Laterite, rich in iron oxide, is derived from various weathered rocks under strong oxidizing and leaching conditions. It is formed in humid tropical and subtropical regions. Lateritic soils may contain clay minerals, but they are often poor in silica because they are leached by silica in the soil. The typical red soil is porous and clayey. It contains iron ferric oxide minerals, goethite, HFeO2, limestone, FeO (OH), and hematite, Fe2O3. It also contains titanium oxides and hydrated oxides of aluminum, the most common and abundant is gibbsite, Al2O3? 3H2O. The red clay rich in aluminum is a bauxite.
Lupus erythematosus is usually pisolitic (pealike). The surface is dark brown to light red, usually with slag or a rich flavor.
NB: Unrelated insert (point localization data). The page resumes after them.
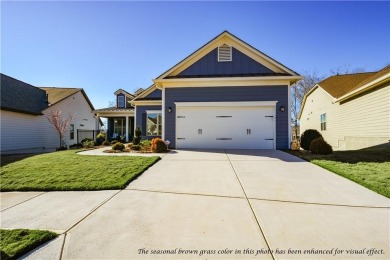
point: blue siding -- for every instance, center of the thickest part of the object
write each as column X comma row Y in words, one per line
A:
column 224, row 94
column 141, row 119
column 240, row 64
column 155, row 94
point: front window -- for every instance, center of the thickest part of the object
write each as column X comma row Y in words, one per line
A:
column 121, row 101
column 153, row 123
column 71, row 131
column 323, row 122
column 119, row 127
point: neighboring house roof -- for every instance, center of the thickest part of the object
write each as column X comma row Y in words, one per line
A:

Usually lighter colors (red, yellow and brown), which are freshly broken and freshly quarry, but are usually softer when exposed.
Laterite is not a specific parent rock, geological age, single formation method, climate itself or geographical location. It is a rock product that responds to a series of physical and chemical conditions, including iron bearing rocks, well drained terrain, rich water during weathering, relatively high oxidation potential, and continuous conditions for thousands of years.
Laterite is used as an iron ore and used as a nickel mine in Cuba.